Tuesday, April 30, 2013

Geoffrey of Monmouth wrote the story of King Arthur in Oxford, historian finds

The story of King Arthur and the Round Table became a national myth thanks to Geoffrey of Monmouth's Historia Regum Brittaniae – the History of the Kings of Britain. New research has unveiled that this work was written in Oxford.

Helen Fulton, professor of medieval literature at York University has found evidence that Geoffrey was in the English city from between 1129 and 1151, the period when he wrote the legendary account. She tells The Oxford Times, "Geoffrey can certainly be traced to Oxford between 1129 and 1151 because his name appears as a witness on a number of charters – grants of land normally awarded by the king to a particular priory.
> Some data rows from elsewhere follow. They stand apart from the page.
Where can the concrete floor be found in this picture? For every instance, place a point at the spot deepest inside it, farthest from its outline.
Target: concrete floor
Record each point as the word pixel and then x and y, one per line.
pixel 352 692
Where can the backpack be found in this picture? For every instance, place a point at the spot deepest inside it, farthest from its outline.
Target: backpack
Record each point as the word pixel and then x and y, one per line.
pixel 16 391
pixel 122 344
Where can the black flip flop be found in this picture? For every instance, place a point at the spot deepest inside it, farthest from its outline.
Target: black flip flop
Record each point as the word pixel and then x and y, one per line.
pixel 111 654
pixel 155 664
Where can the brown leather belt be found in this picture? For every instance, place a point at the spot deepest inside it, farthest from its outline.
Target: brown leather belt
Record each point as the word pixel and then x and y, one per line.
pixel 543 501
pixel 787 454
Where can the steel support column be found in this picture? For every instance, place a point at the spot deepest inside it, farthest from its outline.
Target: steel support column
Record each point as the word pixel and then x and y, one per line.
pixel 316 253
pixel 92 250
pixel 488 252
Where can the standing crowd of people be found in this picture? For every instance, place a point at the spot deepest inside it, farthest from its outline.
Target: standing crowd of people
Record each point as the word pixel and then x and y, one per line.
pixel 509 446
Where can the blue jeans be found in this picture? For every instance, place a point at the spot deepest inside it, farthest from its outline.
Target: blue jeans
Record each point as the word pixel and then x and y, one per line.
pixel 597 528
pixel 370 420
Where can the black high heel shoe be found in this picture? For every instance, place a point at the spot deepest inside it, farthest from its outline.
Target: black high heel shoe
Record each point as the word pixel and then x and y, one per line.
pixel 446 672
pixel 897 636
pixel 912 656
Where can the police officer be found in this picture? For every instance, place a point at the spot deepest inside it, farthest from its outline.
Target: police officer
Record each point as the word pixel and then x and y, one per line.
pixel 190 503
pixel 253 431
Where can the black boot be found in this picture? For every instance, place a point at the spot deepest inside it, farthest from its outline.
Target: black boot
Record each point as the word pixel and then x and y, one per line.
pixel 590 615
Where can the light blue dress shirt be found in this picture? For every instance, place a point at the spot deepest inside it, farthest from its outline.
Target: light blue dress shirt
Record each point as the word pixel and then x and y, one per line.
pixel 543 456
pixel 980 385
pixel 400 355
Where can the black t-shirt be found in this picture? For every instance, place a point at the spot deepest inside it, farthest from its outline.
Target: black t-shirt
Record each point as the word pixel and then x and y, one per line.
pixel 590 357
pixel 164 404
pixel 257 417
“One was the foundation charter for Osney Priory and he had a close connection with the canons of St George in Oxford. His life of Merlin was dedicated to one of the canons of St George.”

Sarah Peverley, senior lecturer at the University of Liverpool, added “Scholars were already aware that Geoffrey spent a great deal of time at Oxford, studying and teaching there, but the new attention given to documentary evidence linking him to the city is fantastic; it will help us to re-evaluate his social milieu and the cultural influences at work on him as he was composing the Historia.

“Though the British fascination with Arthur dates back much further than Geoffrey’s Latin chronicle, Geoffrey is ultimately responsible for the enduring popularity of King Arthur’s story today. He took stories of Arthur’s deeds and achievements from oral culture and brief references to him in earlier works, such as the Historia Brittonum, and invented a golden Arthurian age in the British past.

“His narrative presents history as it should have been, not as it really was. The chronicle’s influence was far-reaching in the Middle Ages, and the Arthurian tales that Geoffrey inspired went onto influence Arthuriana in every subsequent age.

“King Arthur’s appeal is timeless because he’s a touchstone for greatness: he answers society’s desire for strong and just leadership."